Dollar : P&G affecté par le ralentissement du marché et le dollar fort
On vous l’a dit à plusieurs reprises lors de précédentes revues de presse sur les devises : une monnaie forte, c’est bien. Mais trop forte, elle peut entacher l’économie et grever l’export. C’est Boursorama.com qui reprend une news Reuters, qui fait état de l’effet du billet vert trop fort sur le groupe Procter & Gamble : « Procter & Gamble, le fabricant de la lessive Ariel et des rasoirs Gillette, a publié mercredi un bénéfice en baisse de 8,3% au troisième trimestre en raison d'un ralentissement de la croissance du marché, des incertitudes géopolitiques et du renchérissement du dollar. Le bénéfice net part du groupe est ressorti à 2,52 milliards de dollars (2,31 milliards d'euros), soit 0,93 dollar par action, contre 2,75 milliards de dollars, soit 0,97 dollar par action, un an plus tôt. »Le chiffre d’affaires du géant américain a ainsi reculé de 1 %« à 15,61 milliards de dollars, soit un treizième trimestre d'affilée de repli. Les analystes tablaient sur 15,73 milliards de dollars ». Ses ventes sont en baisse depuis maintenant 3 ans d’affilée.

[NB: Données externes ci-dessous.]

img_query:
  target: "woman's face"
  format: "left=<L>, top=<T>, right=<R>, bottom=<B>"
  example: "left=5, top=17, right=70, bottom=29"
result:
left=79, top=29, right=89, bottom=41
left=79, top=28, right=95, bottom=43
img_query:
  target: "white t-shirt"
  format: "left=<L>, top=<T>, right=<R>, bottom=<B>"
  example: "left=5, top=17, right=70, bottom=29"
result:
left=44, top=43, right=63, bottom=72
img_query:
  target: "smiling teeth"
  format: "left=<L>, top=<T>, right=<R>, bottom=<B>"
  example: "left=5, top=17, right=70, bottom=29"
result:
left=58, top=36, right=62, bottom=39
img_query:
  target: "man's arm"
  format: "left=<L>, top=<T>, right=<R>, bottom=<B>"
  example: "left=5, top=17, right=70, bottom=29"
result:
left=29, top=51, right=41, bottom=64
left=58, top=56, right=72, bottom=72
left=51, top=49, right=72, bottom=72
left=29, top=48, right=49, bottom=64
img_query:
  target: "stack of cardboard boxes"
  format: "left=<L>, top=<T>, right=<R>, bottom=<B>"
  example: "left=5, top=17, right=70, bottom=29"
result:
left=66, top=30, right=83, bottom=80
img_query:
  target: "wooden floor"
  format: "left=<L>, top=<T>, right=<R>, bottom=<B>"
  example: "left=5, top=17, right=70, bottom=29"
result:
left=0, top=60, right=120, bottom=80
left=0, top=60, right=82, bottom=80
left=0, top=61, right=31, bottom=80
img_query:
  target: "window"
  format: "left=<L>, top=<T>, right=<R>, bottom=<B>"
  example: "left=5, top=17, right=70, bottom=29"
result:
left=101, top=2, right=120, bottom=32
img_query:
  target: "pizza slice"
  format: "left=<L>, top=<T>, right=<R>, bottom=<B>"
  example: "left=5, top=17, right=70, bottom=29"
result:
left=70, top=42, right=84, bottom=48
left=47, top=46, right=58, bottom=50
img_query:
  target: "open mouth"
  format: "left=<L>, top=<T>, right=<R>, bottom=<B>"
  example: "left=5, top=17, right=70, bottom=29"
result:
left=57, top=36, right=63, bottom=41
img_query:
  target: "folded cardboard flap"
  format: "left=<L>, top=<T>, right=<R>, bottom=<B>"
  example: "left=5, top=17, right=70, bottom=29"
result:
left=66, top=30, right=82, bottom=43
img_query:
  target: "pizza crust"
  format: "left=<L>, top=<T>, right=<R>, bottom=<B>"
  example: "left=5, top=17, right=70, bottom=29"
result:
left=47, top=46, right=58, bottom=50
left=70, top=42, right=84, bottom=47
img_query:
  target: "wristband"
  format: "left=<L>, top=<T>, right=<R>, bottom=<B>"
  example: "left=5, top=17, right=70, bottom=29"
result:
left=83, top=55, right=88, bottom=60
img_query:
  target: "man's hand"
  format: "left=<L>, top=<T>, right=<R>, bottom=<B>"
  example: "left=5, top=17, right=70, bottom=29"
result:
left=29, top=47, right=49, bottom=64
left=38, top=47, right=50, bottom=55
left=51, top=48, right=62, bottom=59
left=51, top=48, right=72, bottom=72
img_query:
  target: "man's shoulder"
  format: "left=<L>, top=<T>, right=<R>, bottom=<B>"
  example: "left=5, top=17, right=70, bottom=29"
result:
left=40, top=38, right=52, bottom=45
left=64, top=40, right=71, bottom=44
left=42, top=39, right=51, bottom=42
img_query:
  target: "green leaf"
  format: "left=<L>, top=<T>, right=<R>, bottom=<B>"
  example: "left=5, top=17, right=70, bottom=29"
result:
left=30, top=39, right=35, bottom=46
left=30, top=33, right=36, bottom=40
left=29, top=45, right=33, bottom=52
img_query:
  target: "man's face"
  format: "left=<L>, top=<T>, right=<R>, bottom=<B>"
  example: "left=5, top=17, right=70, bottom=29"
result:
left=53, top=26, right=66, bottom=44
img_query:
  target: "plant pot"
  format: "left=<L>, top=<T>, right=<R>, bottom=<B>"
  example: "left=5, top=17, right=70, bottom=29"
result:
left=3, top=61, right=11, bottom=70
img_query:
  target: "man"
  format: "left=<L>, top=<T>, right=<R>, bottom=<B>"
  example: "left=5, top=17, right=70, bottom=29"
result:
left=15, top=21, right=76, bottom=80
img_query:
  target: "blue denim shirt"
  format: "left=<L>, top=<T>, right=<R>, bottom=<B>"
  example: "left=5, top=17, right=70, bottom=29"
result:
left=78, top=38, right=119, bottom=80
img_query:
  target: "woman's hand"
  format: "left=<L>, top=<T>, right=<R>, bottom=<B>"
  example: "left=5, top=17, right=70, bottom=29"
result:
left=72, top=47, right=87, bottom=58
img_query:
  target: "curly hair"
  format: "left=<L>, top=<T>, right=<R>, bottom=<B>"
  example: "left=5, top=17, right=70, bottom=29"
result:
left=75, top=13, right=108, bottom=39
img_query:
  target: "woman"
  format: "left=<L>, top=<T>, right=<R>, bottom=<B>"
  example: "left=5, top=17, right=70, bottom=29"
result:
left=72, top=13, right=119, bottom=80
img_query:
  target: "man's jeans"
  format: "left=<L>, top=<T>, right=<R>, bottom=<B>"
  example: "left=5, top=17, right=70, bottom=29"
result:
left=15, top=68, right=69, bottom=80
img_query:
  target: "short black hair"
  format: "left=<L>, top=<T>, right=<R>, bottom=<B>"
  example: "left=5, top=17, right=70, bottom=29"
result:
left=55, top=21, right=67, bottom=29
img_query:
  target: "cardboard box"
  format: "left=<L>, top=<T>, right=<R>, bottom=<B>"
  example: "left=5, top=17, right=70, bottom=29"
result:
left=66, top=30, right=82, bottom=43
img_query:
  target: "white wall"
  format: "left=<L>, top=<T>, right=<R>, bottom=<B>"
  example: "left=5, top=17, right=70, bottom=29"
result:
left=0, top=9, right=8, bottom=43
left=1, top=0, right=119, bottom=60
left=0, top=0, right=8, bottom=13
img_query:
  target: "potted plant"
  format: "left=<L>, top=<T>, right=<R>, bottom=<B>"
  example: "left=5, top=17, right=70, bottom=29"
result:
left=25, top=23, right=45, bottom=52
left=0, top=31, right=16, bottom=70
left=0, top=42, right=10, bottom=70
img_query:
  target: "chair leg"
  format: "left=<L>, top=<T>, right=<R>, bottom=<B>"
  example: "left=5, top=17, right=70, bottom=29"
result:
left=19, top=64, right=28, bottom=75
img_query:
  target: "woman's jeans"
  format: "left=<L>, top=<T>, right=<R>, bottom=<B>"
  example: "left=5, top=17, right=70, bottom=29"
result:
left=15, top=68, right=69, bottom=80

Le dollar canadien à son plus bas niveau depuis 14 mois
C’est le titre d’un article du Journal de Montréal en date du mardi 25 avril : « Le dollar canadien a touché un creux depuis 14 mois face à la devise américaine, mardi, dans la foulée des sanctions concernant le bois d’œuvre imposée par Washington aux forestières canadiennes. » Selon les analystes, cette situation serait temporaire. « «Le bois d’œuvre n’est pas une surprise, mais est-ce qu’il va y avoir d’autres mesures protectionnistes des États-Unis? On ne le croit pas», a mentionné Hendrix Vachon, économiste senior pour Desjardins, en entrevue téléphonique. » Ainsi le Canada semble faire les frais des mesures protectionnistes voulues par Donald Trump. Si d’autres mesures devaient être adoptées, le dollar canadien risquerait de chuter encore. « Par ailleurs, le huard est aussi affecté par une baisse des cours du pétrole avec comme trame de fonds les efforts infructueux faits par l’Organisation des pays exportateurs du pétrole pour réduire l’offre et faire remontrer les prix. »

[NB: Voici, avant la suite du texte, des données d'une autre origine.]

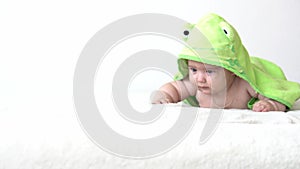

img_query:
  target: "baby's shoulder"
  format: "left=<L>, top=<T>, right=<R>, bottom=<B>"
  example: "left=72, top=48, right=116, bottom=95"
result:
left=235, top=77, right=257, bottom=96
left=177, top=77, right=197, bottom=96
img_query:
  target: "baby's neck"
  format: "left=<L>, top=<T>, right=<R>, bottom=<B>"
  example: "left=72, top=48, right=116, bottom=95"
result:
left=207, top=76, right=238, bottom=108
left=212, top=75, right=237, bottom=96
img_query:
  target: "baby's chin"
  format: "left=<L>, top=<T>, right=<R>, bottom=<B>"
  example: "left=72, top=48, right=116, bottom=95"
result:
left=197, top=87, right=212, bottom=95
left=198, top=87, right=227, bottom=95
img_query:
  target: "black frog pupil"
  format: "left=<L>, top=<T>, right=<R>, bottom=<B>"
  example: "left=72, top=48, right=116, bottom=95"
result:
left=223, top=29, right=228, bottom=34
left=183, top=30, right=189, bottom=36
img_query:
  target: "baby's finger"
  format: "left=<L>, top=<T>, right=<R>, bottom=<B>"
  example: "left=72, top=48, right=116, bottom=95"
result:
left=252, top=102, right=265, bottom=112
left=159, top=99, right=168, bottom=104
left=253, top=106, right=262, bottom=112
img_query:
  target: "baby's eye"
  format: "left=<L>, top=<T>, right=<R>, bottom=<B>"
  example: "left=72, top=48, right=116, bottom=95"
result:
left=206, top=70, right=215, bottom=74
left=189, top=67, right=197, bottom=73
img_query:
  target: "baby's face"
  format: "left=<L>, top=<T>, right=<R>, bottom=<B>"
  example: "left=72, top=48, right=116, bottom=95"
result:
left=188, top=60, right=234, bottom=95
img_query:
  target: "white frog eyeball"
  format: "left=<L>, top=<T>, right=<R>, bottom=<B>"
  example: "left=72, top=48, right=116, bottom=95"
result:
left=182, top=30, right=190, bottom=41
left=219, top=22, right=234, bottom=40
left=223, top=28, right=228, bottom=35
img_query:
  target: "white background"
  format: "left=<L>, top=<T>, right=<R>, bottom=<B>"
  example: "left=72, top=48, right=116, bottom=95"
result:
left=1, top=0, right=300, bottom=121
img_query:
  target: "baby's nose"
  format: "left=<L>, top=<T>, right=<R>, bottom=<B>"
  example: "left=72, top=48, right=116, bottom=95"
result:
left=196, top=72, right=206, bottom=83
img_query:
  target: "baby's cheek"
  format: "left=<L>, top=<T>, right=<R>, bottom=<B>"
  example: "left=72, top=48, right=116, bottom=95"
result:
left=189, top=74, right=197, bottom=84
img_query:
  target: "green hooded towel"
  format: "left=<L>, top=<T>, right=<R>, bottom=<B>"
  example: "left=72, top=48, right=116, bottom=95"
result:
left=175, top=13, right=300, bottom=109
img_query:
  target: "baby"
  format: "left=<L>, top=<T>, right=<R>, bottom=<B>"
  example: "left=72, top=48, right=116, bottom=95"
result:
left=152, top=60, right=286, bottom=111
left=151, top=13, right=300, bottom=112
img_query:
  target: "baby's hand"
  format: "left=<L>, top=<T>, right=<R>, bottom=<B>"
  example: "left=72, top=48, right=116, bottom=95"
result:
left=252, top=100, right=275, bottom=112
left=150, top=90, right=173, bottom=104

Le franc suisse fort pénalise les cantons touristiques
Autre pays mais même phénomène.
24heures titrait mercredi 26 avril « Le franc fort pénalise les cantons touristiques ». Nous avons déjà évoqué les tentatives de la BNS, la Banque nationale suisse, pour maintenir le franc à un niveau pas trop élevé. Or c’était sans compter les différentes tensions géopolitiques qui animent le monde en ce moment et qui poussent les investisseurs à se tourner vers les valeurs refuges comme le franc suisse. Ainsi, « Les cantons du Valais, du Tessin et des Grisons ont le plus souffert de l'abandon du taux plancher entre le franc et l'euro ». Certains cantons ont donc vu leur PIB progresser beaucoup moins fortement que la moyenne nationale. Mais « selon les prévisions actuelles de l'institut, les tendances régionales devraient maintenant s'inverser ».

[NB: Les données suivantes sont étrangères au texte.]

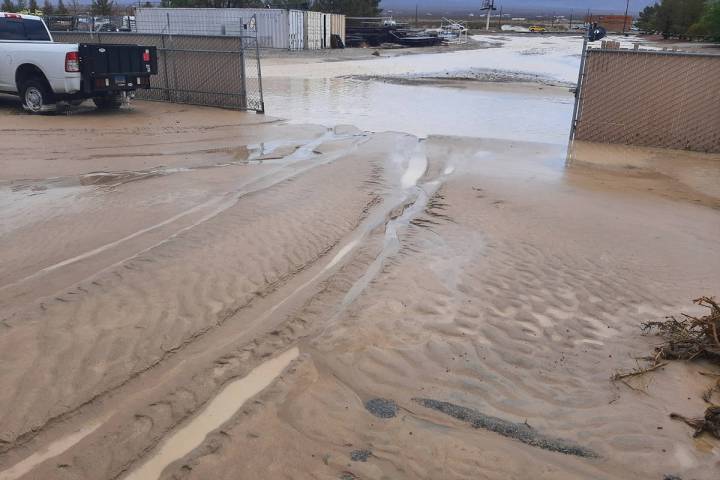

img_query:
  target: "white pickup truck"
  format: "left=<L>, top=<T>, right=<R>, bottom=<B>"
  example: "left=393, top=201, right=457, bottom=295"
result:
left=0, top=12, right=157, bottom=112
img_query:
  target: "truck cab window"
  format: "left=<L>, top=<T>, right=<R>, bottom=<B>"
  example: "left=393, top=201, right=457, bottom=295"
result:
left=0, top=18, right=25, bottom=41
left=24, top=19, right=51, bottom=41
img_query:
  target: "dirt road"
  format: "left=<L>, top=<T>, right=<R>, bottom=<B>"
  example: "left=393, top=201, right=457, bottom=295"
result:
left=0, top=47, right=719, bottom=480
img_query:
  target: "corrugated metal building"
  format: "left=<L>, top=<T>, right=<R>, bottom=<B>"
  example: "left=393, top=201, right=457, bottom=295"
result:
left=134, top=8, right=344, bottom=50
left=330, top=13, right=345, bottom=46
left=304, top=11, right=323, bottom=50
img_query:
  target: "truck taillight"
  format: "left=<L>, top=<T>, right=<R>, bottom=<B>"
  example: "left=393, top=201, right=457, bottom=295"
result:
left=65, top=51, right=80, bottom=72
left=142, top=49, right=150, bottom=62
left=3, top=13, right=21, bottom=18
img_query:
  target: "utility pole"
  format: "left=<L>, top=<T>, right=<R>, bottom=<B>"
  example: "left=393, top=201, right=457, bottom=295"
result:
left=622, top=0, right=630, bottom=34
left=497, top=4, right=502, bottom=29
left=482, top=0, right=496, bottom=32
left=485, top=2, right=491, bottom=31
left=415, top=4, right=418, bottom=27
left=569, top=9, right=573, bottom=30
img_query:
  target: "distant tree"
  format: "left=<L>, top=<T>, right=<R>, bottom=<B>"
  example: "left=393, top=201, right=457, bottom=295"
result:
left=57, top=0, right=68, bottom=14
left=143, top=0, right=152, bottom=6
left=690, top=0, right=720, bottom=38
left=28, top=0, right=38, bottom=12
left=655, top=0, right=706, bottom=37
left=68, top=0, right=81, bottom=14
left=42, top=0, right=54, bottom=14
left=636, top=3, right=660, bottom=32
left=91, top=0, right=113, bottom=15
left=707, top=0, right=720, bottom=35
left=15, top=0, right=25, bottom=11
left=2, top=0, right=16, bottom=11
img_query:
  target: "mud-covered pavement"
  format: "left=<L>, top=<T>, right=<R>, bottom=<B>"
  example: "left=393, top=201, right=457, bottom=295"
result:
left=1, top=35, right=720, bottom=480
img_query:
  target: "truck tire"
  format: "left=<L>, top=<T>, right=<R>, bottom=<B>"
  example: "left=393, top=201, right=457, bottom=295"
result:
left=21, top=77, right=53, bottom=113
left=93, top=94, right=124, bottom=110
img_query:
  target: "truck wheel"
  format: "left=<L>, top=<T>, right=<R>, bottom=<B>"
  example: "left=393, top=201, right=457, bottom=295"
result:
left=21, top=78, right=53, bottom=113
left=93, top=94, right=124, bottom=110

Le Yen va-t-il rentrer dans le rang ?
C’est une question que se pose Les Échos dans un article du 26 avril : « Avec un gain de 5,3 %, le Japon affiche la meilleure performance des devises des grands pays développés en 2017. Mais, c'était avant le premier tour de la présidentielle française. Avec la diminution du risque politique, le yen ne devrait « plus rester le principal gagnant face au dollar » selon Nomura ». Le yen dernièrement a su tirer parti de la baisse du rendement des treasuries américains, des différentes déclarations de Donald Trump, « de la baisse de l'appétit pour le risque et du fait que les investisseurs japonais n'ont pas vendu le yen de manière significative ».